Miss Wales faced the father, as he admitted himself to be, and spoke impatiently, pad in hand: “You’ve got to tell the name. We can’t take care of your daughter if you won’t tell the name.”
“Doctor Moore wants to pack the wound right away,” said Bill. To the father he added, “Wait outside. Your daughter’s badly hurt. What did it?”
“It was an accident.”
“What did it – a knife?”
At his peremptory voice, the man nodded.
“You didn’t do it?
“No! I can’t tell you about it except that it was an accident.”
He was talking at Bill’s vanishing back; presently, bumped by a hurrying nurse and orderly, he was pushed out the door.
Back in the cubicle, Bill whispered, “How’s the pulse?”
“It’s thready – I can hardly get it.”
He was sponging the wound, exposing the lovely young lines of the back. “This is going to leave a beautiful scar.”
He spoke low, but the patient heard him and murmured: “No scar.”
Bill called Moore’s attention to the pearls, and whispered, “This girl’s well off; maybe she cares about her back. You ought to send for a good surgeon.”
“And let her bleed to death while we wait?”
“I was thinking of the resident.”
“You medical guys!” said Moore disgustedly.
“All right,” said Bill. “Anyhow, I’m going to get the father’s consent and protect you that much.”
“He’s not John D. Rockefeller. * Or why did he come to the accident room?” Moore dried his hands thoroughly. “How do you know these are real pearls – five-and-ten, maybe.”
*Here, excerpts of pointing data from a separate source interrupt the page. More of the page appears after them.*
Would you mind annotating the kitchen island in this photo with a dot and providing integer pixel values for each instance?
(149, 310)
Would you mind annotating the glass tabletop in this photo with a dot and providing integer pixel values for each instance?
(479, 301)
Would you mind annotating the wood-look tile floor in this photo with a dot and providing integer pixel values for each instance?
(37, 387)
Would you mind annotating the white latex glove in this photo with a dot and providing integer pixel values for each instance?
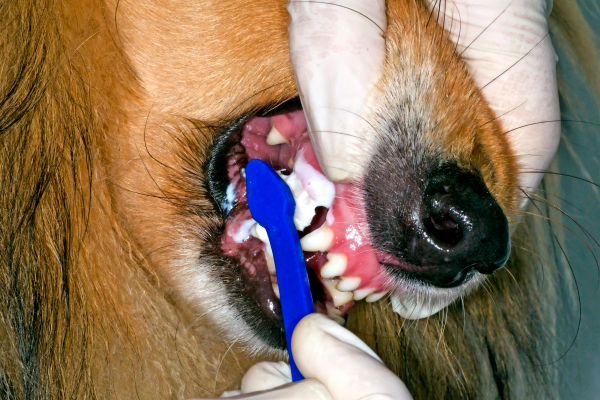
(337, 365)
(337, 56)
(509, 54)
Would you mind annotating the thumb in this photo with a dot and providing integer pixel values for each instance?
(342, 362)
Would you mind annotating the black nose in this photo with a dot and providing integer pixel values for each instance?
(460, 228)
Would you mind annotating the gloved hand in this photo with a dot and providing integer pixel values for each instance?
(504, 42)
(509, 54)
(337, 365)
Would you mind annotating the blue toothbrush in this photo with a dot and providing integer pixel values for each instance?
(272, 205)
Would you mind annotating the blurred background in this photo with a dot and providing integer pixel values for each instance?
(579, 157)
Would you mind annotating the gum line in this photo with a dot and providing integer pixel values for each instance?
(338, 251)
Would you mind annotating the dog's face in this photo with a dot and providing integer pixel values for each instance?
(427, 220)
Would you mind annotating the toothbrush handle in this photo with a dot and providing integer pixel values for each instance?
(294, 289)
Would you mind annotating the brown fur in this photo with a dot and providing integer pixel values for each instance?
(107, 115)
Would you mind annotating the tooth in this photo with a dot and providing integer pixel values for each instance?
(270, 262)
(318, 240)
(349, 284)
(339, 298)
(372, 298)
(275, 137)
(335, 266)
(362, 293)
(260, 233)
(409, 310)
(335, 314)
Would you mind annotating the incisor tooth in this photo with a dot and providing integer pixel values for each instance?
(335, 265)
(348, 284)
(362, 293)
(318, 240)
(375, 296)
(275, 137)
(339, 298)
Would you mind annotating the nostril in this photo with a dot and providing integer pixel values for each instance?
(444, 229)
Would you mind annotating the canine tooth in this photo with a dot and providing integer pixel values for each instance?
(372, 298)
(318, 240)
(275, 137)
(335, 265)
(335, 315)
(409, 310)
(339, 298)
(270, 262)
(349, 284)
(362, 293)
(244, 231)
(260, 233)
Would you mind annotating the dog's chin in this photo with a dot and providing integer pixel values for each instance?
(230, 277)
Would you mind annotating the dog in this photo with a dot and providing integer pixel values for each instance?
(124, 125)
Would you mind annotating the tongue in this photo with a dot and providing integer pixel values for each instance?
(337, 247)
(337, 50)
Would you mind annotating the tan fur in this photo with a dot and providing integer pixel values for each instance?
(107, 107)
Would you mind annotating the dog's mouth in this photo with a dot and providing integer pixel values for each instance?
(422, 265)
(342, 265)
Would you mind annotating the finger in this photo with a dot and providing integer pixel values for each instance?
(266, 376)
(303, 390)
(347, 367)
(337, 49)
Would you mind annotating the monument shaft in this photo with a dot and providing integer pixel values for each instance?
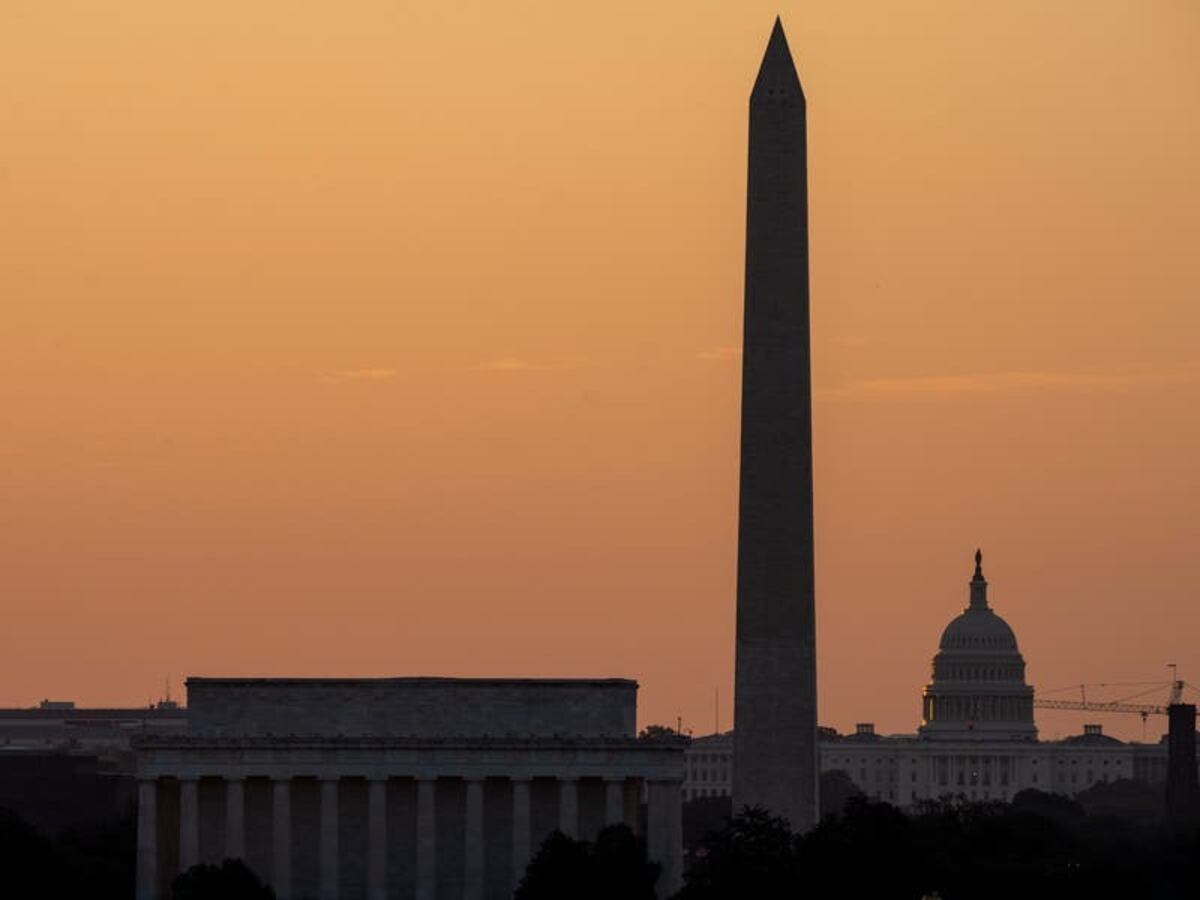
(775, 763)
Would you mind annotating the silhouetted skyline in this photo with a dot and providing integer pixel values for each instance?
(345, 340)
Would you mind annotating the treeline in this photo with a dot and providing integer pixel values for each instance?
(1041, 846)
(89, 862)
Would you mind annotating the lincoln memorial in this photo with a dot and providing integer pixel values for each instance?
(423, 789)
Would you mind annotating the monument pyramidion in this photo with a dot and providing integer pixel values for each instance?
(775, 730)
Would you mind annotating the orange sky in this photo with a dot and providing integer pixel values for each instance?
(390, 337)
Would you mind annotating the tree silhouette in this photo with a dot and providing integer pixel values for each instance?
(615, 868)
(233, 880)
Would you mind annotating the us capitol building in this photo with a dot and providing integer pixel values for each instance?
(976, 739)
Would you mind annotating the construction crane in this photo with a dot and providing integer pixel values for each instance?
(1122, 705)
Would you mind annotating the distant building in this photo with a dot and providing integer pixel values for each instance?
(977, 736)
(415, 787)
(60, 726)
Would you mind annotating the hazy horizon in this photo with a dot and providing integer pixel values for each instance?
(393, 340)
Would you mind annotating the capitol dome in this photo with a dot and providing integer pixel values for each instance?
(978, 689)
(978, 629)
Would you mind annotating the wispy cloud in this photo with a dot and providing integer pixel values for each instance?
(1012, 382)
(519, 364)
(358, 375)
(720, 353)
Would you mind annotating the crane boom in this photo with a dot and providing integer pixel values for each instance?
(1093, 707)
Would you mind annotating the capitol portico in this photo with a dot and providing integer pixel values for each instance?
(433, 789)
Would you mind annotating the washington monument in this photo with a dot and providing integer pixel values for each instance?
(775, 706)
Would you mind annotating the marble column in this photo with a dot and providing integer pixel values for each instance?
(377, 839)
(569, 807)
(426, 839)
(521, 828)
(189, 823)
(613, 801)
(148, 840)
(281, 838)
(235, 819)
(664, 838)
(473, 883)
(329, 839)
“I know this woman’s well dressed – or was till half an hour ago.”
Bill went out in the hall again.
“I want this woman’s name,” he said to the father. “If you won’t tell me, I’ll trace it through the car licence.”
“Labroo!” he breathed, incomprehensibly.
“Who?”
This time Bill heard the name, Loretta Brooke, but it meant nothing to him until the man added: “in the movies”. Then Bill remembered it vaguely.